The Constitutional Court’s Assessment

In brief, the Constitutional Court made the following assessments:

In its examination as to the merits, the relevant court discussed the reason for drawing up the bond in question. It was then acknowledged that the bond was drawn up beyond the drawer’s own will for the following two reasons: Firstly, A.D.’s and M.D.’s economic and social conditions were not sufficient for purchasing an immovable in value of EUR 300,000. Secondly, the failure to make a “purchase and sale contract” –even if not valid– in a sale transaction with an advance payment of EUR 150,000 in which title deed was not transferred is not compatible with the ordinary course of life. Therefore, it was concluded that there was no contract signed between A.D. and M.G. with respect to the sale and purchase of an immovable. On the other hand, the relevant court acknowledged that although it accepted the findings in the forensic report in which the copied document alleged to be faxed to M.G. by the applicant’s officer was compared with the impugned bond, such an acknowledgement did not have any bearings on the conclusion reached on the basis of the previous assessments that the offence was proven to be committed.

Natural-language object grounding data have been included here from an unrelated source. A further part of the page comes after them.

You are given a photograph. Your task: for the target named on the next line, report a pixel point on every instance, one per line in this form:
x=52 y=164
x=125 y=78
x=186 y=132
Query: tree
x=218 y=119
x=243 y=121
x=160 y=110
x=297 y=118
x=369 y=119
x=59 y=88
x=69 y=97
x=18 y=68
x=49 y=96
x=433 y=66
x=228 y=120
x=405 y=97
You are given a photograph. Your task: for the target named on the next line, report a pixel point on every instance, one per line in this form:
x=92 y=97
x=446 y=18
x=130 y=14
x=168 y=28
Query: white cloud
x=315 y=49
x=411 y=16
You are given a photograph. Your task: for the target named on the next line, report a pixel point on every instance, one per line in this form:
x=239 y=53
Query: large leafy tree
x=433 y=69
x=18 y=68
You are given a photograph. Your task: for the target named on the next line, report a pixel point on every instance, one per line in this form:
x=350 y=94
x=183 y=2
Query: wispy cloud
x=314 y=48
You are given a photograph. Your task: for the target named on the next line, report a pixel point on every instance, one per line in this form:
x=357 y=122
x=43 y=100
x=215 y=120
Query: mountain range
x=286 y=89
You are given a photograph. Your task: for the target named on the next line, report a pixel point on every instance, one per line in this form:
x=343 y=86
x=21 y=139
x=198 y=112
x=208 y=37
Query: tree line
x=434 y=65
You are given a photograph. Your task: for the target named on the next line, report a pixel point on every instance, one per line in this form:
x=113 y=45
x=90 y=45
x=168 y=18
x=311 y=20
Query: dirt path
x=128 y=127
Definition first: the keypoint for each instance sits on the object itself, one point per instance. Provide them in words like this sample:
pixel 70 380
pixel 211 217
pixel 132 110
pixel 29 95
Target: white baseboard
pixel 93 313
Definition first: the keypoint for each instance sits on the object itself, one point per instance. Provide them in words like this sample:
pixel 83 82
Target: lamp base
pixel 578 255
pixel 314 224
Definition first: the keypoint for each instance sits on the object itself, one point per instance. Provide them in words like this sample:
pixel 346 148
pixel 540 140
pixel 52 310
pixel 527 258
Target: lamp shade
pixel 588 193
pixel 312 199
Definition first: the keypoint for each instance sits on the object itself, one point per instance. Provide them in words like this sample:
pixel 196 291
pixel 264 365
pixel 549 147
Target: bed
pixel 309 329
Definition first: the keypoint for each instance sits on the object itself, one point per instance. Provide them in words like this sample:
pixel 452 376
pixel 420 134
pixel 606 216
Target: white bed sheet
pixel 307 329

The Constitutional Court has observed that as to the various allegations and defence arguments such as the facts that the signature on the impugned bond was of M.G. and that the reason of signing was allegedly an power of attorney contract or immovable sale contract, the issues included in the letters of notification and objection issued by the Chief Public Prosecutor’s Office of the Court of Cassation and in the dissenting opinions annexed to the judgments of the General Assembly were not expressly discussed in the reasoned decision, which was a substantial element for the impugned proceedings. 

Regard being had to the acts imputed to the applicant, the issues that the applicant insistently requested for examination and the issues included in the conviction decision of the first instance court, the Constitutional Court has observed that in its decision, the relevant court failed to provide the grounds for the rejection of the applicant’s requests about the witnesses’ statements concerning the sale of immovable and for abuse of the signature in blank. For this reason, the Constitutional Court found a violation of the applicant’s right to a reasoned decision, which is one of the elements of the right to a fair trial safeguarded by Article 36 of the Constitution.

This press release prepared by the General Secretariat intends to inform the public and has no binding effect.